7.2 Techniques for Solving Exponential Functions

Hi, this post covers 7.2 Techniques for Solving Exponential Functions.

- Radioactive Decay
In this chapter, we learned how to find the half-life of radioactive substances, which means we know how to find the half-life of pretty much anything that works in a similar fashion. The equation we are given is:

A(t) = A₀(1/2)^t/h

All we have to do now is substitute a corresponding value in each variable.
t = time, h = half-life, A(t) = mass of substance after a period of time, and A_{0 =} mass of substance at 0 time. If you have any 3 of the 4 variables, then it is possible to isolate and solve for the unknown variable. An example is shown on page 370 of our textbooks.

- Powers With Different Bases
For these types of questions, we can either solve by Applying Algebraic Reasoning or Using a Graphing Calculator.

Applying Algebraic Reasoning:
For this method, we take the log of both sides and use the power law of logarithms.

4^2x-1 = 3^x+2

log4^2x-1 = log3^x+2

(2x - 1)log4 = (x + 2)log3

2xlog4 – log4 = xlog3 + 2log3

2xlog4 – xlog3 = 2log3 + log4

x(2log4 – log3) = 2log3 + log4

x = 2log3 + log4 / 2log4 – log3

After that, just use a calculator if you want to determine the approx. value of the expression.
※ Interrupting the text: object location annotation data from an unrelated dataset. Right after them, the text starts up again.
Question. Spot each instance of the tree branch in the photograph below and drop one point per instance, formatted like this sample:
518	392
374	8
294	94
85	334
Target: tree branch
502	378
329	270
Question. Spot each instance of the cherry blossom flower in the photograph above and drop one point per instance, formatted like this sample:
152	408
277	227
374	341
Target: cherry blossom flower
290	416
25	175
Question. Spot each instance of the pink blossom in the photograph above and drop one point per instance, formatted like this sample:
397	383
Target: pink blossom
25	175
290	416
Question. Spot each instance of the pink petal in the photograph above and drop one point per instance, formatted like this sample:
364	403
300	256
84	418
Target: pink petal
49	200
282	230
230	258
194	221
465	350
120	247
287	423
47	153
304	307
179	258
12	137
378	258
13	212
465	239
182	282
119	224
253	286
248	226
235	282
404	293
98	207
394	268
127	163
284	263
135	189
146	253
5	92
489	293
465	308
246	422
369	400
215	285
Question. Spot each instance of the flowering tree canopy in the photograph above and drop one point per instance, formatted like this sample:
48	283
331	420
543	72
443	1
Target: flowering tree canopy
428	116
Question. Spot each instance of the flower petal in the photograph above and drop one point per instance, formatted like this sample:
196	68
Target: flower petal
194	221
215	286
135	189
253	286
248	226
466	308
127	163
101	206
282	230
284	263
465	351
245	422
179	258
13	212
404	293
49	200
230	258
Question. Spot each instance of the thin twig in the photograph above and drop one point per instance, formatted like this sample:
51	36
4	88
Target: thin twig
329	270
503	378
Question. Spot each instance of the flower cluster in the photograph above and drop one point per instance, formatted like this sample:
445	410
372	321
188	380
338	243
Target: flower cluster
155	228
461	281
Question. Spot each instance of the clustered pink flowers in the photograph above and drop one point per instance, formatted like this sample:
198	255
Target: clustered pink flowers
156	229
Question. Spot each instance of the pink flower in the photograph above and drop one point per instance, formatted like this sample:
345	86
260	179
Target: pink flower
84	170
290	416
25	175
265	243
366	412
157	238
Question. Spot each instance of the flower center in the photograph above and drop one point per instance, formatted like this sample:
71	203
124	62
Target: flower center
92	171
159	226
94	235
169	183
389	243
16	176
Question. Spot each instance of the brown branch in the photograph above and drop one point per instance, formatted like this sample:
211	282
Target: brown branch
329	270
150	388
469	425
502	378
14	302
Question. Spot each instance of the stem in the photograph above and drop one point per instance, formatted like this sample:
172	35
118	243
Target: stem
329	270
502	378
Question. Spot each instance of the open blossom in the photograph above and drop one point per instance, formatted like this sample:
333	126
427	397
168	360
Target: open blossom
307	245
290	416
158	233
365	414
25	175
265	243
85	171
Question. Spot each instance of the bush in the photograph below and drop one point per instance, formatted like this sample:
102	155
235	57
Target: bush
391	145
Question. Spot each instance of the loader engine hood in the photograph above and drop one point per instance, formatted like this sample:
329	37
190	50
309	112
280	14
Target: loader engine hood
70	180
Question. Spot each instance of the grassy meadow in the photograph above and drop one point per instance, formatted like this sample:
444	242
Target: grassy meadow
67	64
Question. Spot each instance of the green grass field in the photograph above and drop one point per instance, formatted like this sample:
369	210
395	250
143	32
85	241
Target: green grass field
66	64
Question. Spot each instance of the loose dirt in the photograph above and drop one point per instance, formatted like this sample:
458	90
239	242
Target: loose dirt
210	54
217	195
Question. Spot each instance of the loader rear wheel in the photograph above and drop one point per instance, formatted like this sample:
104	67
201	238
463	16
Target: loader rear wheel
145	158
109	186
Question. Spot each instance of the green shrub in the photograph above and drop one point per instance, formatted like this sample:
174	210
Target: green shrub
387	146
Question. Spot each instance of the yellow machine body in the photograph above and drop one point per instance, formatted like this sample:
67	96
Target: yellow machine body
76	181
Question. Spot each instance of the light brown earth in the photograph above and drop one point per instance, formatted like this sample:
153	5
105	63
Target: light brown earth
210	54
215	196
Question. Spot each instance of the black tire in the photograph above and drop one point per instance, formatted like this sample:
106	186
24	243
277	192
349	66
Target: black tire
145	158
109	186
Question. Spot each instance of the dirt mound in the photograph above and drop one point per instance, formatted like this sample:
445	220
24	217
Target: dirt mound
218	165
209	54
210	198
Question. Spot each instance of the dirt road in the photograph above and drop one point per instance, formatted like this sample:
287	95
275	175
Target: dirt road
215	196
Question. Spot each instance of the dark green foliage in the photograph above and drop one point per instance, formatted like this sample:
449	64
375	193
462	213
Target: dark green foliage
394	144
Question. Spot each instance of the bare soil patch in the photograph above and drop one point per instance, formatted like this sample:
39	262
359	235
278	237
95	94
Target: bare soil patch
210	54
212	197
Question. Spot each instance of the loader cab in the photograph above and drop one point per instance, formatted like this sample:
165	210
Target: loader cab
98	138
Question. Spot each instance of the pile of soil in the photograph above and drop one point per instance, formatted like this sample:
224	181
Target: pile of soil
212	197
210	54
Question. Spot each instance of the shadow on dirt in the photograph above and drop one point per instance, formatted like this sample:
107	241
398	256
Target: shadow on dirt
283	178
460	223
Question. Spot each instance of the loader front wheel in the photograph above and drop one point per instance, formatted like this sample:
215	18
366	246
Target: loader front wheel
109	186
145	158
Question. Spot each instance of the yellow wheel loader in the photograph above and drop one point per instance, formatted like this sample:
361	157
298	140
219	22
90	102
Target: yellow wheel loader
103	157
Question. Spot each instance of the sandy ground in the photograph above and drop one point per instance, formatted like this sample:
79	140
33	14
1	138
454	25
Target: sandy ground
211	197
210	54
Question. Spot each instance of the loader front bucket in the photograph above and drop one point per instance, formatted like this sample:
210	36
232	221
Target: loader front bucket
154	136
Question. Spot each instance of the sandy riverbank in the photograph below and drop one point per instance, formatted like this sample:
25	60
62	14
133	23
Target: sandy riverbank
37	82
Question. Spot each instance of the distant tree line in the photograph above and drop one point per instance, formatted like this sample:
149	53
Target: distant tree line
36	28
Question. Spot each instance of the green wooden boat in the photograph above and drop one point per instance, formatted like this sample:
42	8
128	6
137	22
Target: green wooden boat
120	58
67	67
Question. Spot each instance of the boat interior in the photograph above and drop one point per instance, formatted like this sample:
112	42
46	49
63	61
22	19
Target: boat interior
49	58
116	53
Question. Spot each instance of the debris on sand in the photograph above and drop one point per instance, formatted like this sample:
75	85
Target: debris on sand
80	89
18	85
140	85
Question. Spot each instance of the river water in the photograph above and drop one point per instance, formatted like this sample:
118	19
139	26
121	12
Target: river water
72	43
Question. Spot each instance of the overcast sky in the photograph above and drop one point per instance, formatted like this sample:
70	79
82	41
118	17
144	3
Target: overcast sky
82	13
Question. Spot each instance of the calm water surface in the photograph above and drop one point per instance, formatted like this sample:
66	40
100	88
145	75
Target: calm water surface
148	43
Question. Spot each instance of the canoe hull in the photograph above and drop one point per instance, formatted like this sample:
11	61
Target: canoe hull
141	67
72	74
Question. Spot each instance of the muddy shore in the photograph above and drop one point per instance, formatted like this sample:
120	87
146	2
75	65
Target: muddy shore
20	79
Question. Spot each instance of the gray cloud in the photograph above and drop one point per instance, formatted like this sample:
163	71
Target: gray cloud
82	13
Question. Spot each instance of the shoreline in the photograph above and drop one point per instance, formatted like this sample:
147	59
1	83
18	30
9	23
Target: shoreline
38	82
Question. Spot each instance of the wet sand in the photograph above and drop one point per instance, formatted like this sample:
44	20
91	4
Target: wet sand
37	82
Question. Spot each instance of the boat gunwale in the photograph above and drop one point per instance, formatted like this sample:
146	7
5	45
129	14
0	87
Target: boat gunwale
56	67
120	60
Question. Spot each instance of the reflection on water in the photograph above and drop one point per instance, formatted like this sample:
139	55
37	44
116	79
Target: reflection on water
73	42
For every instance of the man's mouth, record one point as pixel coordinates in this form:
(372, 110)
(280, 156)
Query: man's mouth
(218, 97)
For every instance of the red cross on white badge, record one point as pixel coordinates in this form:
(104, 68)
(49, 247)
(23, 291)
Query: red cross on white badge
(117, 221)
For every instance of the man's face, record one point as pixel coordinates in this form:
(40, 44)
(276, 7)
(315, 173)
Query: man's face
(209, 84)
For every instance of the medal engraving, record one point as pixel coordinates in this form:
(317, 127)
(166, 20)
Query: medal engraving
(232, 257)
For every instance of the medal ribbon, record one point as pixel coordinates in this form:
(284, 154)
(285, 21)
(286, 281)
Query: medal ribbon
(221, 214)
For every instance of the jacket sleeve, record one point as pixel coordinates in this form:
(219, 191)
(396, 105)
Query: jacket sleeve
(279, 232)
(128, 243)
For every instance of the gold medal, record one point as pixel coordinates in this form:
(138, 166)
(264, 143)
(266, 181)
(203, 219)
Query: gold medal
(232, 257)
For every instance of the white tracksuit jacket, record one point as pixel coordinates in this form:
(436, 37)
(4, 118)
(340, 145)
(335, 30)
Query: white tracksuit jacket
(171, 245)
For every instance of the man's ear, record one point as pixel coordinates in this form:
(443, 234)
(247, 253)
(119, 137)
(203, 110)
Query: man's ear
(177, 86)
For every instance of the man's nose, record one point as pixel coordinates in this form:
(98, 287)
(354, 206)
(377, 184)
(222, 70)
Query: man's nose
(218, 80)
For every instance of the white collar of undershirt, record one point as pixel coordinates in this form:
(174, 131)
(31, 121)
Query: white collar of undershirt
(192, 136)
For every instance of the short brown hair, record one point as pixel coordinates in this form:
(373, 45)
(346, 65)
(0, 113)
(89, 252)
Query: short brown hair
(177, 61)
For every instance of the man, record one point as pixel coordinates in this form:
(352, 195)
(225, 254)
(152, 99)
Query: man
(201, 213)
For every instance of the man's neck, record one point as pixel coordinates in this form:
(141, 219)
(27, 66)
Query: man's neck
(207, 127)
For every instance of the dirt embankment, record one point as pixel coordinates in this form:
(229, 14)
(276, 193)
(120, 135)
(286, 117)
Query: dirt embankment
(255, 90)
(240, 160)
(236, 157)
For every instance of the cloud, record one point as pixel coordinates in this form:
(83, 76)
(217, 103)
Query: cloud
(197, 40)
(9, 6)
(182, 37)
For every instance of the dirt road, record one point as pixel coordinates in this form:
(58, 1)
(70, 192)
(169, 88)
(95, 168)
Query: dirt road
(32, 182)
In this case, the answer is approximately 2.14.

- Apply the Quadratic Formula
Lastly, we learned how to solve questions like this:

2^x – 2^-x = 4

In order to use the quadratic formula to solve for this type of question, we must multiply both sides by 2^x in order to generate a suitable equation:

2^x(2^x – 2^-x) = 2^x(4)

2^x(2^x) - 2^x(2^-x) = 2^x(4)

2^2x – 2⁰ = 2^x(4)

2^2x – 1 = 2^x(4)

Then use the power of a power law to the term 2^2x:

(2^x)² – 1 = 2^x(4)

And then write in standard form:

(2^x)² – 4(2^x) – 1 = 0

Then you apply the quadratic formula, leaving you with 2 + sqrt(5) and 2 - sqrt(5).

Alternatively, you could have set k = 2^x and then solved for k which would have yielded

2^x = 2 + sqrt(5) and

2^x = 2 - sqrt(5)

Which would appear to have 2 answers but after taking the common logarithm of both sides, applying the power law of logarithms, and dividing both sides by log2, you would be left with an expression that when inputted into the calculator yields approximately 2.08. As for 2^x = 2 - sqrt(5), the answer would be less than 0, which is not possible since powers always have to be a positive number so this answer can be omitted.

That's about it. Thanks for reading.